JDK-8198730 : Improve detection of failure to reach a safepoint
  • Type: Enhancement
  • Component: hotspot
  • Sub-Component: runtime
  • Affected Version: 11
  • Priority: P4
  • Status: Closed
  • Resolution: Won't Fix
  • Submitted: 2018-02-27
  • Updated: 2024-01-10
  • Resolved: 2024-01-10
Related Reports
Blocks :  
Duplicate :  
Relates :  
Relates :  
Relates :  
Relates :  
Relates :  
Sub Tasks
JDK-8242071 :  
Description
In doing the cleanup associated with JDK-8194085 we left in place a check that detects failure to reach a safepoint.

Old code:

if (SafepointMechanism::uses_global_page_poll() && int(iterations) == DeferPollingPageLoopCount) {
  guarantee (PageArmed == 0, "invariant") ;
  PageArmed = 1 ;
  os::make_polling_page_unreadable();
}

New code:

if (int(iterations) == -1) { // overflow - something is wrong.
  // We can only overflow here when we are using global
  // polling pages. We keep this guarantee in its original
  // form so that searches of the bug database for this
  // failure mode find the right bugs.
  guarantee (PageArmed == 0, "invariant");
}

To maintain the existing behaviour the above should have kept the full condition:

if (SafepointMechanism::uses_global_page_poll() && int(iterations) == -1)

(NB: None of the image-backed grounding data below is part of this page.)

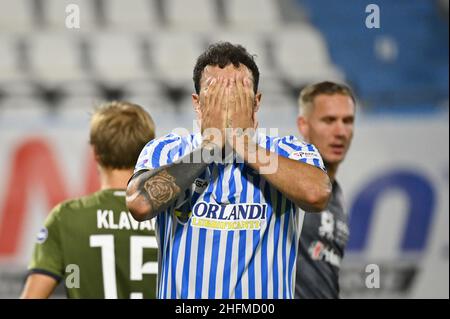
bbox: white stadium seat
[0,36,23,83]
[44,0,98,31]
[0,0,34,32]
[55,96,104,119]
[105,0,160,31]
[0,97,50,120]
[273,26,344,85]
[256,97,298,136]
[28,33,89,87]
[226,0,282,31]
[124,95,183,135]
[212,32,277,79]
[151,32,206,89]
[165,0,218,31]
[0,35,35,95]
[205,32,285,94]
[90,33,149,86]
[123,78,162,97]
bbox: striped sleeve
[134,133,185,172]
[134,133,191,209]
[275,135,326,171]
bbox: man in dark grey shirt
[295,81,356,299]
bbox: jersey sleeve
[134,133,191,209]
[134,133,185,173]
[28,204,65,281]
[275,135,326,172]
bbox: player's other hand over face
[201,77,228,148]
[227,75,255,130]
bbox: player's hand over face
[201,77,228,149]
[225,75,256,145]
[227,75,255,130]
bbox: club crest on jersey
[191,202,267,231]
[36,227,48,244]
[289,150,317,161]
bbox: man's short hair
[89,101,155,169]
[193,42,260,94]
[298,81,356,116]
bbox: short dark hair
[299,81,356,115]
[193,42,260,94]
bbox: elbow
[303,174,332,212]
[306,189,331,212]
[126,186,153,222]
[128,205,152,222]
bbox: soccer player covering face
[295,82,356,299]
[21,102,158,299]
[126,42,332,299]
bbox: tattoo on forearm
[130,144,217,217]
[144,170,181,210]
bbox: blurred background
[0,0,448,298]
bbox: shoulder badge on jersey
[36,227,48,244]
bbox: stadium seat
[55,96,105,119]
[0,35,36,96]
[0,36,24,84]
[212,32,276,77]
[257,97,298,136]
[123,78,163,98]
[226,0,282,31]
[43,0,98,31]
[273,26,343,86]
[150,32,207,90]
[89,33,150,86]
[105,0,160,31]
[176,96,202,130]
[298,0,449,106]
[0,97,50,120]
[28,33,90,88]
[0,0,35,33]
[125,94,184,135]
[209,32,285,94]
[165,0,218,31]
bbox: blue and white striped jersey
[134,132,325,299]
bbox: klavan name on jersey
[96,209,153,231]
[191,202,268,231]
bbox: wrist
[200,140,222,164]
[201,139,221,150]
[231,132,257,159]
[201,129,225,149]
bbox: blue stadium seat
[297,0,449,107]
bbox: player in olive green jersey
[21,101,157,299]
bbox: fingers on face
[215,77,225,101]
[228,77,236,114]
[244,78,255,116]
[217,78,228,113]
[203,75,254,125]
[236,74,246,112]
[204,77,216,104]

But Dan then raised the question as to what happens when we are not using the global polling page:

1) is it possible to overflow iterations when not using global polling pages?
2) should we fail a guarantee if that happens? 

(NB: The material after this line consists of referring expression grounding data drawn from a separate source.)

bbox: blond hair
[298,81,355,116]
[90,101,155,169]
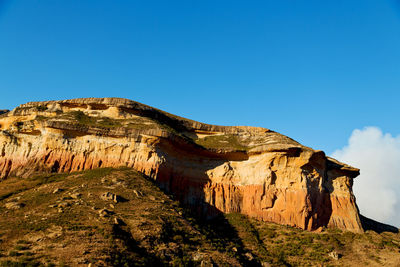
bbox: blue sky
[1,0,400,154]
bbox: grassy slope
[0,168,243,266]
[0,169,399,267]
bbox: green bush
[8,251,20,256]
[36,105,48,112]
[14,245,29,251]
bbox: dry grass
[0,168,240,266]
[194,134,250,151]
[0,168,399,266]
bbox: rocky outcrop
[0,98,363,232]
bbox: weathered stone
[114,217,124,225]
[57,202,70,208]
[245,252,254,261]
[0,97,363,232]
[98,209,111,217]
[52,188,63,194]
[100,192,119,203]
[133,190,143,197]
[70,193,81,199]
[5,202,23,210]
[329,251,340,260]
[193,252,206,261]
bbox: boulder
[100,192,119,203]
[329,251,340,260]
[5,202,23,210]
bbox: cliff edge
[0,98,362,231]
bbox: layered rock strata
[0,98,362,231]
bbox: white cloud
[331,127,400,227]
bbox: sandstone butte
[0,98,363,232]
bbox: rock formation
[0,98,363,232]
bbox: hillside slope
[0,168,399,266]
[0,98,367,231]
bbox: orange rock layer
[0,98,362,232]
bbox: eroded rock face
[0,98,362,231]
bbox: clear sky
[1,0,400,154]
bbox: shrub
[36,105,48,112]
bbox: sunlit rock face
[0,98,362,232]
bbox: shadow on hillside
[141,159,261,265]
[359,214,399,234]
[110,224,166,266]
[192,204,262,266]
[121,171,261,265]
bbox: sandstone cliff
[0,98,362,232]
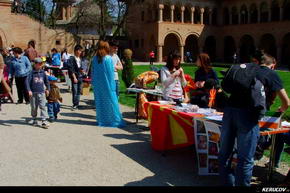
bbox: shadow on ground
[111,142,220,186]
[252,165,286,186]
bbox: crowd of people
[0,38,290,186]
[158,49,290,186]
[0,39,125,128]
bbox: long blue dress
[92,55,125,128]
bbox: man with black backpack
[218,50,267,186]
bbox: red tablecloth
[144,101,290,151]
[144,102,205,151]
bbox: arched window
[185,34,199,62]
[194,6,201,24]
[212,8,218,25]
[223,7,230,25]
[203,36,217,61]
[271,0,280,21]
[283,0,290,20]
[231,7,239,24]
[260,2,269,22]
[240,5,248,24]
[239,35,256,63]
[250,4,258,23]
[259,34,277,58]
[174,5,182,22]
[204,7,210,25]
[224,36,236,63]
[184,7,191,23]
[282,33,290,67]
[163,33,181,60]
[163,5,171,22]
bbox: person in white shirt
[109,40,123,98]
[160,51,188,105]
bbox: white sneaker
[41,120,49,129]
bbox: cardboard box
[82,82,91,96]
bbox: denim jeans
[71,78,83,106]
[47,102,60,119]
[30,93,48,121]
[218,107,260,186]
[274,132,290,167]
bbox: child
[26,57,50,128]
[47,76,62,122]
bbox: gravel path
[0,83,288,186]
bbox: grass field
[119,64,290,121]
[118,64,290,166]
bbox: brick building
[126,0,290,67]
[0,0,77,55]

We do need to check how handshake based safepoint polling responds in cases where we would fail the guarantee and if we can get stuck and need to detect the problem as we do for the global poll page.

Comments
Runtime Triage: This is not on our current list of priorities. We will consider this feature if we receive additional customer requirements.
10-01-2024

We should look into these questions: 1) is it possible to overflow iterations when not using global polling pages? 2) should we fail a guarantee if that happens? IMHO not for 13. (global poll is obsoleted in 14, so when we remove code here this can be better looked into)
28-03-2019

Trying to find a reliable test case that can be used to trigger the crash so we can test handshake versus global behaviour.
27-02-2018